Washington-- Senator Evan Bayh (D-IN) said Congress should require passive investment by foreign government-operated sovereign wealth funds during testimony today before the U.S.-China Economic and Security Review Commission.
“Foreign governments operating sovereign wealth funds have in recent weeks been purchasing sizable stakes in U.S. companies—particularly in the financial services sector—and hardly a question has been asked. It is time that we start,” Bayh said.
The size of foreign government-operated sovereign wealth funds is growing, which has increased the opportunities for investment in the United States. Currently, there are seven sovereign wealth funds with more than $100 billion in assets, including the China Investment Corporation, which received $200 billion last year as seed money from that nation’s central bank for its investments.
“We want the investment; it’s good for our country,” Senator Bayh said. “There needs to be reasonable guidelines to make sure the potential for abuse does not take place. Sovereign nations have interests other than maximizing profits and can be expected to pursue them with every tool at their disposal, including their financial power.”
During his testimony before commissioners, Bayh cited Magnequench, a company formerly located in Indiana, as a “cautionary example” of the national security implications of certain types of investment by foreign governments.
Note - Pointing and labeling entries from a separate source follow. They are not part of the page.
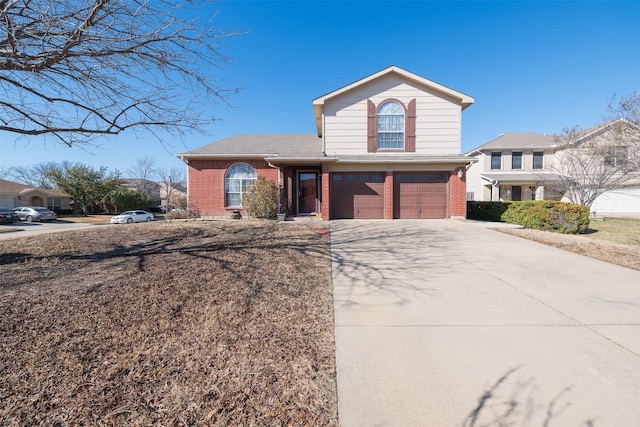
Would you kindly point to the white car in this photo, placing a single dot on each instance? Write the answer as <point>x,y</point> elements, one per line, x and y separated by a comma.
<point>132,216</point>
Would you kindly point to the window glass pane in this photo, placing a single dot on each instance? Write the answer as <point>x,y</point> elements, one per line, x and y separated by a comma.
<point>496,160</point>
<point>391,125</point>
<point>238,179</point>
<point>390,140</point>
<point>246,185</point>
<point>516,160</point>
<point>233,199</point>
<point>537,160</point>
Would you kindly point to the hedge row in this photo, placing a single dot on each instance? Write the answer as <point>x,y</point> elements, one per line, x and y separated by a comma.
<point>547,215</point>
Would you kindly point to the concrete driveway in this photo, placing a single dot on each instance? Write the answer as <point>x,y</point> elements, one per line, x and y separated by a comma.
<point>448,323</point>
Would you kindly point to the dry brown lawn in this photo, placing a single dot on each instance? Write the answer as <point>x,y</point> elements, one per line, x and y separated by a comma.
<point>614,240</point>
<point>172,324</point>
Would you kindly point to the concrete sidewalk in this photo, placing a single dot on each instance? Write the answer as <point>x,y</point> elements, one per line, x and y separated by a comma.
<point>448,323</point>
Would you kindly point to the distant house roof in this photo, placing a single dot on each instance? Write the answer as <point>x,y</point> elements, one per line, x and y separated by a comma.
<point>520,177</point>
<point>260,146</point>
<point>518,141</point>
<point>14,189</point>
<point>318,103</point>
<point>530,140</point>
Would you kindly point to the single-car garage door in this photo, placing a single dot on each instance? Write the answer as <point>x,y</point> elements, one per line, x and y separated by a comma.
<point>420,195</point>
<point>357,195</point>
Magnequench once made 80 percent of the rare earth magnets used in the U.S. military’s laser-guided smart bombs. The company’s operations in Valparaiso, IN, were shut down and moved to China in 2003 after it was purchased by a consortium that included two firms owned in part by the Chinese government. As a result of the move, the United States is now dependent on China for access to this critical weapons component.
The U.S.-China Economic and Security Review Commission is responsible for monitoring and investigating the national security implications of the trade relationship between the two countries.